To begin with, I will show you how to write a simple test that will verify if the API can return the products list. If you remember we implemented this API in the first part of the tutorial. First of all create a file called test_views.py under the folder drftutorial/tests/catalog/ and add this code:

import pytest
from django.urls import reverse
from rest_framework import status
from rest_framework.test import APITestCase


class TestProductList(APITestCase):
    @pytest.mark.django_db
    def test_can_get_product_list(self):
        url = reverse('product-list')
        response = self.client.get(url)
        self.assertEqual(response.status_code, status.HTTP_200_OK)
        self.assertEqual(len(response.json()), 8)

before being able to run this test we need to change a little thing in the catalog/urls.py file, something we should have done since the beginning. Please change the first url in this way, adding the name parameter:

urlpatterns = [
    url(r'^products/$', views.ProductList.as_view(), name='product-list'),
    ...

at this point we are able to run our test suite again and verify the test is passing:

(drf-tutorial) ➜  drftutorial git:(test-productlist) ✗ pytest -v
============================================================================================================================= test session starts ==============================================================================================================================
platform darwin -- Python 2.7.13, pytest-3.0.6, py-1.4.32, pluggy-0.4.0 -- /Users/andrea/.virtualenvs/drf-tutorial/bin/python2.7
cachedir: .cache
Django settings: drftutorial.settings (from ini file)
rootdir: /Users/andrea/Projects/drf-tutorial/drftutorial, inifile: pytest.ini
plugins: django-3.1.2
collected 1 items

tests/catalog/test_views.py::TestProductList::test_can_get_product_list PASSED

=========================================================================================================================== 1 passed in 0.98 seconds ===========================================================================================================================

To checkout the source code at this point:

git checkout tutorial-1.16

Explaining the test code

When we implement a test, the first thing to do is to create a test_* file and import the minimum necessary to write a test class and method. Each test class must inherit from APITestCase and have a name that start with Test, like TestProductList. Since we use pytest, we need to mark our method with @pytest.mark.django_db decorator, to tell the test suite our code will explicitly access the database. We are going to use the client object that is integrated in APITestCase to perform the request. Before doing that we first get the local url using Django's reverse function. At this point we do the call using the client:

response = self.client.get(url)

and then we assert a couple of things that we expect to be true:

self.assertEqual(response.status_code, status.HTTP_200_OK)
self.assertEqual(len(response.json()), 8)

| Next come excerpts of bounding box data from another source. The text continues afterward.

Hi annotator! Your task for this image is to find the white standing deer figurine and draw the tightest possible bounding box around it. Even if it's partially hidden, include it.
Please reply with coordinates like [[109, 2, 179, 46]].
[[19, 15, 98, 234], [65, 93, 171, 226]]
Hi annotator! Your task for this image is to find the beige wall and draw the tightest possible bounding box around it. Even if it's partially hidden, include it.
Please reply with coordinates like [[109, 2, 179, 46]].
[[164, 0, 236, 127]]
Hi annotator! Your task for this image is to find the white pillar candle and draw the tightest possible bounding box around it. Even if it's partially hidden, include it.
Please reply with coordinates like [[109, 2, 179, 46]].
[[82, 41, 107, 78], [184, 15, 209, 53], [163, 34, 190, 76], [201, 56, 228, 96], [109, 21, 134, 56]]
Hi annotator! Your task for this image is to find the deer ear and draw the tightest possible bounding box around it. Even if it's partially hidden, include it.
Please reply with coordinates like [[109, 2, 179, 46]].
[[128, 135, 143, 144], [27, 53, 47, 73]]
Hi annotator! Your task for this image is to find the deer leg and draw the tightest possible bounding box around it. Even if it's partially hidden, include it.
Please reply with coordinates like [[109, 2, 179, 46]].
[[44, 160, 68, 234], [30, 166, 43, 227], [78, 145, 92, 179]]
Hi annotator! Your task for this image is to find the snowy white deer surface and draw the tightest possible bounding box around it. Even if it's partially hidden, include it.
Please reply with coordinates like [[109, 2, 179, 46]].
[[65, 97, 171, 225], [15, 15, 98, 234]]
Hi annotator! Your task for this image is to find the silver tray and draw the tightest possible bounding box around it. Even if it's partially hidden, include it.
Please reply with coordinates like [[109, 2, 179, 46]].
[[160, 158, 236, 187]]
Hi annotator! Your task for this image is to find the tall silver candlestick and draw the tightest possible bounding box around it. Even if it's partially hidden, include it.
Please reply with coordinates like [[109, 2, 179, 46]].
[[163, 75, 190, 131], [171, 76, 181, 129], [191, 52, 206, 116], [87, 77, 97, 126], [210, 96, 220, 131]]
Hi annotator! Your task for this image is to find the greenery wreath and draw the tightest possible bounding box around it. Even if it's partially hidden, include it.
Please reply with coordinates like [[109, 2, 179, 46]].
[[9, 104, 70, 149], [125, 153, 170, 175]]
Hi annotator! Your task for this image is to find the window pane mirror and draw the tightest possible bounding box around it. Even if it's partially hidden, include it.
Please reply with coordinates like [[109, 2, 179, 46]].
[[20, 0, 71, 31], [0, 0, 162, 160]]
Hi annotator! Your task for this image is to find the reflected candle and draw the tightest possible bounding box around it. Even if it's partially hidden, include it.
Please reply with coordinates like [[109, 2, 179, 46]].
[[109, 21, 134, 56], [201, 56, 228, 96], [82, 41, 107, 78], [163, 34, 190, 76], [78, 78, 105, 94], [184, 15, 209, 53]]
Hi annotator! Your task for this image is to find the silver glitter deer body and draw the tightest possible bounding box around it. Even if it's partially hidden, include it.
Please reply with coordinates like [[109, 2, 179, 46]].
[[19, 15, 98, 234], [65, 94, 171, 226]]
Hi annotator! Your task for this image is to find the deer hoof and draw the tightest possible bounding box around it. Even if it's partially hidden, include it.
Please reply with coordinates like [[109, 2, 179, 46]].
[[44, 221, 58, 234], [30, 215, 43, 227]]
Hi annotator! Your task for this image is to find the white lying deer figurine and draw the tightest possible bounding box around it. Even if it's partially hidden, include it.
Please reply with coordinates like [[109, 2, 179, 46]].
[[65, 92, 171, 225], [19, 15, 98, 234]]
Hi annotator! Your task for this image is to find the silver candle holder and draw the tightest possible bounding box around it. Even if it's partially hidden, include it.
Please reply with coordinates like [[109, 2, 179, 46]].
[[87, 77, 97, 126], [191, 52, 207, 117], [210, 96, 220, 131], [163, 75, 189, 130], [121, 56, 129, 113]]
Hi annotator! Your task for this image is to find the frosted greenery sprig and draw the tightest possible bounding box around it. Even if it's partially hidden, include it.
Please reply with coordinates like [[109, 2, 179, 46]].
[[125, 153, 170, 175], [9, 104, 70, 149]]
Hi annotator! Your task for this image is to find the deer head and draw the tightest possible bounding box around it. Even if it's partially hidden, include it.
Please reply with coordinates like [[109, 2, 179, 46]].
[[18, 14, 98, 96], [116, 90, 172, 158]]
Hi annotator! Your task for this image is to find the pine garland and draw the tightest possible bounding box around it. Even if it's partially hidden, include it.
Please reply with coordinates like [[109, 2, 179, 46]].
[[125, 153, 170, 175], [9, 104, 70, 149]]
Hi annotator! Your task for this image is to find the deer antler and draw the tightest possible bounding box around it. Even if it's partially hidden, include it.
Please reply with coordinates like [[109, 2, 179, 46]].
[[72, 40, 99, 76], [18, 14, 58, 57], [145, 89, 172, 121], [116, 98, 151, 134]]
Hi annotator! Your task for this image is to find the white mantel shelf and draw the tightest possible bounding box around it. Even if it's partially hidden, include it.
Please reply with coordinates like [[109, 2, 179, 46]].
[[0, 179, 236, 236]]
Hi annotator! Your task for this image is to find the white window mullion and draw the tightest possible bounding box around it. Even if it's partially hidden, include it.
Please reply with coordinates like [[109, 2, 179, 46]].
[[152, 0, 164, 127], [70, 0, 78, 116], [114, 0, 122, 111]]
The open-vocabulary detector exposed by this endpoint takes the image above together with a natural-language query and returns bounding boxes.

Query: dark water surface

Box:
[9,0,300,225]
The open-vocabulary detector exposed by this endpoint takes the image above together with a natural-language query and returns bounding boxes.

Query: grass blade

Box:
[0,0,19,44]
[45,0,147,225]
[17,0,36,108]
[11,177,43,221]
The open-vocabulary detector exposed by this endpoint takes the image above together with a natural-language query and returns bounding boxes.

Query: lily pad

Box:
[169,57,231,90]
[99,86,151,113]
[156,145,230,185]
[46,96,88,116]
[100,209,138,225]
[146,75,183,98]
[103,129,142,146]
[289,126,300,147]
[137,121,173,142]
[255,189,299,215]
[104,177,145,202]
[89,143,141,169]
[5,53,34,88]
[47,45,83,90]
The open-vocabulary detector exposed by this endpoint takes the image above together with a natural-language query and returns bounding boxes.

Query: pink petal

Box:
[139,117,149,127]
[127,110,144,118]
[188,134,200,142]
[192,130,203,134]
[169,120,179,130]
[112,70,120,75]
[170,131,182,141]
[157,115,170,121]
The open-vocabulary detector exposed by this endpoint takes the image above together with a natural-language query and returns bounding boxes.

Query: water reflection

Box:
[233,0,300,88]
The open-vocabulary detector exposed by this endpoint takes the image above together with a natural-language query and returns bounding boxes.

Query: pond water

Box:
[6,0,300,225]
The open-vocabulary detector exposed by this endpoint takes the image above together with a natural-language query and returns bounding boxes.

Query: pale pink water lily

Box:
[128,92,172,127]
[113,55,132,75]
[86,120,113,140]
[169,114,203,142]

We check that our API returns the 200 status code and that in the returned JSON there are 8 elements.

It's normally a good practice to create test data inside the tests, but in our case we previously created a data migration that creates test data. Migrations are run every time we run tests so when we call our API, the data will be already there.

Wrapping up

I've written a few tests for all the views we have implemented until now and they are available if you checkout this version of the code:

git checkout tutorial-1.17

I've only tested the views but it would be nice to test even the permission class, for example. Please remember to write your tests first, if possible: implementing the code will be much more natural once the tests are already in place.